Ce que le Grenelle de l’éducation ne prend pas en compte en ce moment c’est que la révolution culturelle, dont il est de plus en plus question, est déjà en marche et depuis des années. Elle conduit cette révolution à un changement de posture radical de toute personne, vis à vis de la nature et vis à vis du corps social.
Les réflexions menées en ce moment sur l’éducation dans le cadre du Grenelle de l’environnement sont bien décevantes à bien des égards.
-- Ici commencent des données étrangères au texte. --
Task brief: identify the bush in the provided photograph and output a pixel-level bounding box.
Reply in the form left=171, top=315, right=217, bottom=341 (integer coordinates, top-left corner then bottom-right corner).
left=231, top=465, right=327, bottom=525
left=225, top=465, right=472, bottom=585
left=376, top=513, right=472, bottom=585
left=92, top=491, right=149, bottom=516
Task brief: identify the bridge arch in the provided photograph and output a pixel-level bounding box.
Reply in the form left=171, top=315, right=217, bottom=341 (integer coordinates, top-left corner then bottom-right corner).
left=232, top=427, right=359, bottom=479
Tournant toujours autour du seul ministère de l’Education nationale, traitant de programme, de disciplines, de connaissances...alors que c’est de méthodes, de projets, de savoir être et valeurs que nous devrions parler.
C’est une nouvelle culture qui est en émergence, là sous nos yeux. L’éducation doit être mobilisée certes mais aussi avec elle tous les autres leviers que sont la formation, l’information et la sensibilisation. Hélas dans le groupe éducation du Grenelle ce n’est pas ce qui est en train de se passer.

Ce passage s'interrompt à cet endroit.